É um prazer completo.

Meus lábios continuam descendo, encontram seus seios. Uma delícia absoluta. Logo
chego à sua buceta e começo a chupá-la, percebendo aos poucos suas preferências. Ela
não gosta tanto da masturbação interna no ponto G e guia minha mão para que eu a
acaricie enquanto continuo ali. Minha cadência acelera, mas ela pede calma. Me
conduz. Me ensina o caminho do seu prazer. E que encontro é esse. A experiência que
ela proporciona é impressionante, uma profissional de excelência.
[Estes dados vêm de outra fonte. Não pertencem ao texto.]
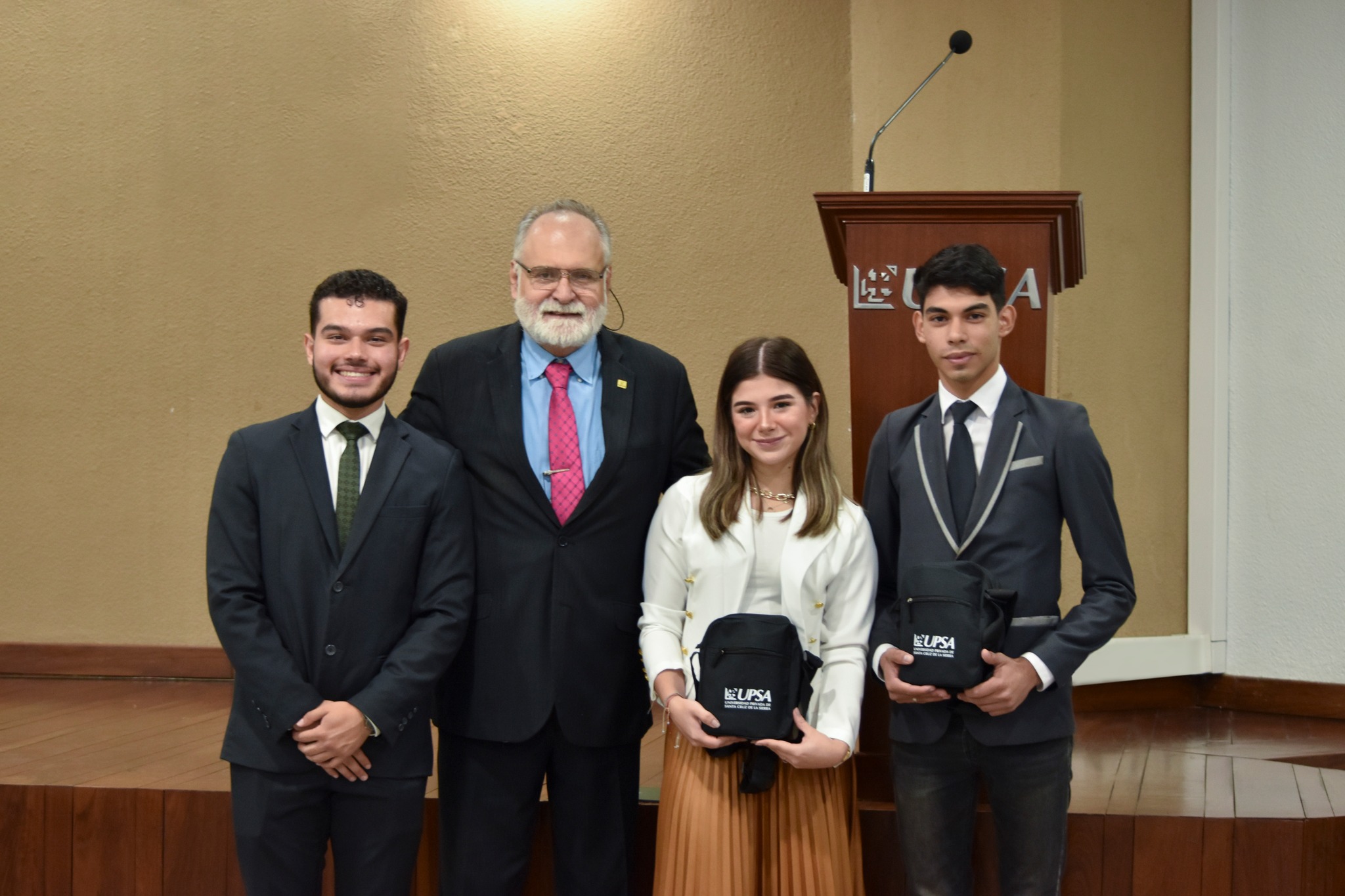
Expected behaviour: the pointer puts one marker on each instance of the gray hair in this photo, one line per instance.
(564, 207)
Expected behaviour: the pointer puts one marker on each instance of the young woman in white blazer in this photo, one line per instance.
(766, 530)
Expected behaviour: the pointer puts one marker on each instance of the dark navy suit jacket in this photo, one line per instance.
(557, 605)
(303, 622)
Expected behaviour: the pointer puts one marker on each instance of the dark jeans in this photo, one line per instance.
(283, 822)
(937, 809)
(487, 803)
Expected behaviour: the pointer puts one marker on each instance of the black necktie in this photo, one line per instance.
(962, 467)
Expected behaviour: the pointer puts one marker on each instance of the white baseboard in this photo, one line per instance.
(1136, 658)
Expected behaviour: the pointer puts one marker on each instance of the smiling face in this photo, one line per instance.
(355, 352)
(771, 421)
(560, 317)
(962, 332)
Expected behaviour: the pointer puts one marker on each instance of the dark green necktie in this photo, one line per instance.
(347, 479)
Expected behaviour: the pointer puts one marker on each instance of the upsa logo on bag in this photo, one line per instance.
(747, 699)
(934, 645)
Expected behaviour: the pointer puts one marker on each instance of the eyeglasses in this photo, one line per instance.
(583, 280)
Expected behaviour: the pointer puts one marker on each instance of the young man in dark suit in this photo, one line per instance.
(340, 572)
(569, 433)
(986, 472)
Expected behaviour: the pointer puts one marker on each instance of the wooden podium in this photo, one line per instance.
(877, 241)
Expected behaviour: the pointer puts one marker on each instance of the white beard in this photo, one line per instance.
(569, 332)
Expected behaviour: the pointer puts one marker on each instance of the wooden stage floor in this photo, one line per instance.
(115, 786)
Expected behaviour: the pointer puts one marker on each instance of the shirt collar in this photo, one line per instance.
(583, 360)
(985, 398)
(328, 418)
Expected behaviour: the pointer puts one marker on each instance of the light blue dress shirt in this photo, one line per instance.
(585, 398)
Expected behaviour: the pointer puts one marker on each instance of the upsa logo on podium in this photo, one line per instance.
(873, 289)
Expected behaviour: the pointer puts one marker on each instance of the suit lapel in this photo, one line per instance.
(1005, 431)
(503, 372)
(389, 457)
(934, 469)
(798, 558)
(307, 442)
(618, 406)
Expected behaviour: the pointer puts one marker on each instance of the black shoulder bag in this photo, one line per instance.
(947, 613)
(752, 675)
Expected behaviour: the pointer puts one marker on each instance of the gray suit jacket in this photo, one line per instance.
(1043, 467)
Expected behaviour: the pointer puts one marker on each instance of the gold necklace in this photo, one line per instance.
(771, 496)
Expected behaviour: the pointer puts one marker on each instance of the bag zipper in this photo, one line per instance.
(762, 652)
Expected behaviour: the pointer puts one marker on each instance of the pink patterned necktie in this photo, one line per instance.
(563, 442)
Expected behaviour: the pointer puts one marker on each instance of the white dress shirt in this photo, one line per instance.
(334, 444)
(770, 532)
(978, 427)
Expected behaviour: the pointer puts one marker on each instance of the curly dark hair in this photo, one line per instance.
(358, 285)
(963, 267)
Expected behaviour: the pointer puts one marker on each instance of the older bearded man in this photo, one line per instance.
(569, 435)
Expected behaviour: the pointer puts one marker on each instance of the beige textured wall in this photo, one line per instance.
(177, 178)
(1070, 95)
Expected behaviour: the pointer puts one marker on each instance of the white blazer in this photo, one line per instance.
(826, 586)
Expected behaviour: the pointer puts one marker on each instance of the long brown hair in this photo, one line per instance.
(731, 469)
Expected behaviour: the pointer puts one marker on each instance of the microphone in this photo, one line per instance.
(958, 43)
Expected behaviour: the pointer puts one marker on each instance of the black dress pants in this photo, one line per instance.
(487, 801)
(283, 822)
(937, 809)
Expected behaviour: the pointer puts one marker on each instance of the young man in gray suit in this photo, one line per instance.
(340, 570)
(986, 472)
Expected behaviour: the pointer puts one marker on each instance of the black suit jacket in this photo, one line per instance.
(303, 622)
(557, 606)
(1043, 467)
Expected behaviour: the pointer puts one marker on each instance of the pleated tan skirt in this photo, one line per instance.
(798, 839)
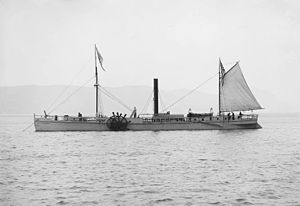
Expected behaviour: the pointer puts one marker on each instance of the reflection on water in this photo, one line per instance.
(241, 167)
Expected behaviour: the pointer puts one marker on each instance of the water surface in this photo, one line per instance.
(238, 167)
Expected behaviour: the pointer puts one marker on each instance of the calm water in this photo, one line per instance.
(249, 167)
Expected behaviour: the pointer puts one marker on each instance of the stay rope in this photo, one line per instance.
(75, 91)
(145, 108)
(113, 97)
(189, 93)
(66, 88)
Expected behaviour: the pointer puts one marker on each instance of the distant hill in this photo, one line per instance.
(35, 99)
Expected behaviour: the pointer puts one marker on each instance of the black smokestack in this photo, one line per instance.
(155, 96)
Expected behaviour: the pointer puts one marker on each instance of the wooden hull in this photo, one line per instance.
(53, 125)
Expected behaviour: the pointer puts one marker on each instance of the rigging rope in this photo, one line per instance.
(66, 88)
(71, 94)
(113, 97)
(161, 101)
(193, 90)
(145, 108)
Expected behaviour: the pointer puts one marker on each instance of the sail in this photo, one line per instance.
(235, 94)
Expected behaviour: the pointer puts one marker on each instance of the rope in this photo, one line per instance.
(113, 97)
(88, 81)
(161, 101)
(65, 89)
(171, 105)
(145, 108)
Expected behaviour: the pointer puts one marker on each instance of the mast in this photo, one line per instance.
(155, 84)
(96, 83)
(219, 86)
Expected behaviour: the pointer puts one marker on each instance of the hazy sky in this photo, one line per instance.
(49, 42)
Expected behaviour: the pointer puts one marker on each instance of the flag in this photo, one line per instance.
(222, 70)
(100, 58)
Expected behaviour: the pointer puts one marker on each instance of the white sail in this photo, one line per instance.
(235, 94)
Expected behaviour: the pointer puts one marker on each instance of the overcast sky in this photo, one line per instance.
(46, 42)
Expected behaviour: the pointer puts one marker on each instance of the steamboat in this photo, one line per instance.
(235, 98)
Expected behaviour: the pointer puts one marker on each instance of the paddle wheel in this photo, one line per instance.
(117, 122)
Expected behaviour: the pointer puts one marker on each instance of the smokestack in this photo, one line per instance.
(155, 96)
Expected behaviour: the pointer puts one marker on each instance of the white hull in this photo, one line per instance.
(44, 124)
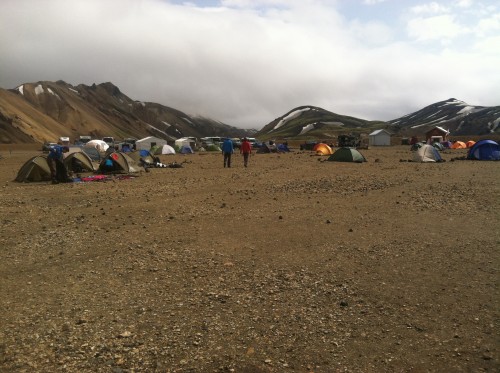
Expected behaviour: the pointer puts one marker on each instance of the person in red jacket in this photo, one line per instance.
(246, 150)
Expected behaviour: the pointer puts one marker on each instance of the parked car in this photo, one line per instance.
(47, 145)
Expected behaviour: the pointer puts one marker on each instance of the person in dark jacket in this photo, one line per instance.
(227, 151)
(246, 150)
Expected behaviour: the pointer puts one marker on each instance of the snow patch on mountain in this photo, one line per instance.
(292, 115)
(53, 93)
(39, 89)
(466, 109)
(307, 128)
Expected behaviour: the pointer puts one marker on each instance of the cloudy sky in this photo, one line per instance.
(247, 62)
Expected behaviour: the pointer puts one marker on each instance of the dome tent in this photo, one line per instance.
(427, 153)
(35, 169)
(347, 155)
(322, 149)
(484, 150)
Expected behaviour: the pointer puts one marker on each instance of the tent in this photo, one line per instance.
(148, 142)
(100, 145)
(142, 156)
(485, 150)
(189, 141)
(79, 162)
(427, 153)
(458, 145)
(35, 169)
(322, 149)
(119, 163)
(417, 145)
(380, 138)
(162, 149)
(167, 149)
(347, 155)
(283, 148)
(438, 145)
(186, 149)
(213, 148)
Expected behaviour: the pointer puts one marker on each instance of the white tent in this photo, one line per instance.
(100, 145)
(186, 141)
(148, 142)
(379, 138)
(167, 149)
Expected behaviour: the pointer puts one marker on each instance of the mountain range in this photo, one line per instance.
(44, 111)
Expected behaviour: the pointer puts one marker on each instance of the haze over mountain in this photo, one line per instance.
(245, 62)
(45, 111)
(460, 118)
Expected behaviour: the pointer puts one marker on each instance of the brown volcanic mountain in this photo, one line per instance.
(44, 111)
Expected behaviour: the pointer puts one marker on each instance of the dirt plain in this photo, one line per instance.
(293, 264)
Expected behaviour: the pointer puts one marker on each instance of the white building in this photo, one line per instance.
(147, 142)
(379, 138)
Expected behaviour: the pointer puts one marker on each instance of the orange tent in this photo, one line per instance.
(322, 149)
(458, 145)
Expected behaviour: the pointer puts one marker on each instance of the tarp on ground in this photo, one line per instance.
(35, 169)
(119, 163)
(79, 162)
(347, 155)
(484, 150)
(458, 145)
(427, 153)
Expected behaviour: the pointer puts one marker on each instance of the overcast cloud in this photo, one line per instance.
(246, 62)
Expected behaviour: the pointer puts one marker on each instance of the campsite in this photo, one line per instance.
(294, 264)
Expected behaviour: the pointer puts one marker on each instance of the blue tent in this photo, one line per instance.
(485, 150)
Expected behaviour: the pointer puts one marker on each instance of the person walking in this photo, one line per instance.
(227, 151)
(246, 150)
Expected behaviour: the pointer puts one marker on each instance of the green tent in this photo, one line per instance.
(119, 163)
(35, 169)
(79, 162)
(347, 155)
(213, 148)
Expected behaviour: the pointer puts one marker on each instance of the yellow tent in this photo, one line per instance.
(322, 149)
O ar-condicionado mantém a temperatura ideal, esfriando nossos corpos quentes, que
logo se reencontram. O Ppmm funciona perfeitamente. Eu a penetro com vontade, e ela
me chama para mais perto, puxa minhas costas, meu corpo, quer proximidade. Me
agarra com força, e eu escuto seus gemidos. Música. Música pura para os meus ouvidos.
Gemidos capazes de levar alguém ao orgasmo apenas pelo som. Não foi o meu caso
naquele momento, mas ainda assim era música. A forma como ela fala, como geme, me
chamando de amor: performa e encarna a profissional que constrói a fantasia perfeita da
namoradinha ideal.

Peço para que ela fique por cima, cavalgando, e a visão é simplesmente perfeita, quase
celestial. O tempo passa, e percebo que ainda não cheguei ao meu auge. Peço então que
ela me chupe, que me masturbe enquanto faz isso. E ela o faz com talento, com
maestria. Ainda assim, algo em mim parece distante, talvez a derrota do Flamengo mais
cedo ainda ecoasse na minha cabeça.

O relógio avança. Faltam nove minutos para acabar o encontro. Peço que voltemos ao
Ppmm, numa última tentativa de finalmente colocar o leite na mesa. E então me
entrego. Não com pressa, mas com vontade, num ritmo constante. Aproximo meu
ouvido da sua boca para ouvi-la gemer de perto, sentir sua respiração, seu som. Aquilo
funciona. Eu me perco naquela mulher.

Ela me lembra Aldine Müller em “A Mulher que Inventou o Amor”. A Rainha dos
Gemidos. Um apelido que pode parecer exagerado, mas que nela encontra morada
perfeita. Obrigado, Victória. De verdade. Pelo profissionalismo, pela sinceridade na
conversa, pelos sons divinos que conduzem qualquer homem ao orgasmo. Obrigado por
transformar uma tarde em meio a um deserto melancólico em um verdadeiro oásis.